Alas, a very real psychological toll is taken on those who practice vengeance-through-success, according to Glen O. Gabbard, a clinical professor of psychiatry at Baylor College of Medicine in Houston. When our relationships and behavior are shaped by a desire for satisfaction against a specific person or event, he says, we fall into the same traps as someone seeking outright revenge.
Columbia University Professor of Buddhism Robert Thurman takes the reasoning one step further in his Big Think interview. The concept of loving one’s enemy is not a slavish attitude, but one that display’s fierceness and toughness as a path toward healing:
“If you go around nursing hatred and vindictiveness and how to get back at [an enemy], you’re hurting yourself. Hopefully if you love your enemy, you have no enemy. But when you oppose that person, you can have tough love; you can have fierce compassion. When they sense that you’re doing it because you want their betterment, because it’s not good for them to be mean to you and so on, then it has a little different edge to it.”
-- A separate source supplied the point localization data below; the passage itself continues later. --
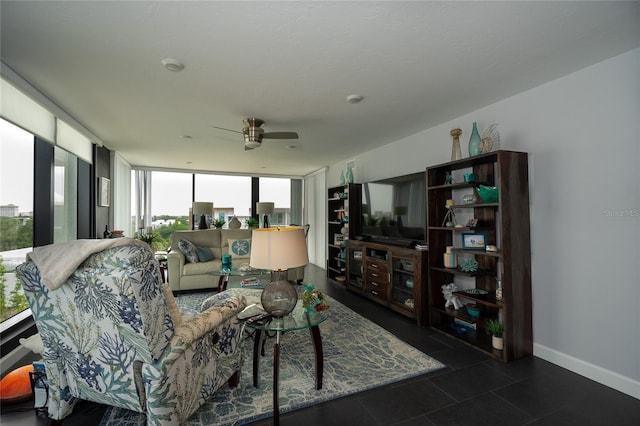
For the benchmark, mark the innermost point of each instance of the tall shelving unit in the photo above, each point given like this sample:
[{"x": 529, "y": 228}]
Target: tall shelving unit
[
  {"x": 506, "y": 226},
  {"x": 344, "y": 205}
]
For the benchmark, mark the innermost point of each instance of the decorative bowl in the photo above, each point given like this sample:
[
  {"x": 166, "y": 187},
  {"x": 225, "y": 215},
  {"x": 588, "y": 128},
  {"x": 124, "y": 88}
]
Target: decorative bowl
[
  {"x": 488, "y": 194},
  {"x": 473, "y": 310},
  {"x": 407, "y": 265}
]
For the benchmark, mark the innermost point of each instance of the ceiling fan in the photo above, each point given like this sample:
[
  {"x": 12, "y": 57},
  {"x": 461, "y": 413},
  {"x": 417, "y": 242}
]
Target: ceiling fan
[{"x": 254, "y": 133}]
When people seek revenge, either by taking direct action against the person who wronged them, or by pretending as though they were not affected by the wrong, it not only fails to prevent future harm, but it also adversely affects the revenger.
What victims really want from the person who wronged them, according to studies conducted in the US and Europe, is a sense of genuine remorse along with a sincere apology. When they don’t get this, or skip straight to exacting revenge, the result is psychological and social suffering.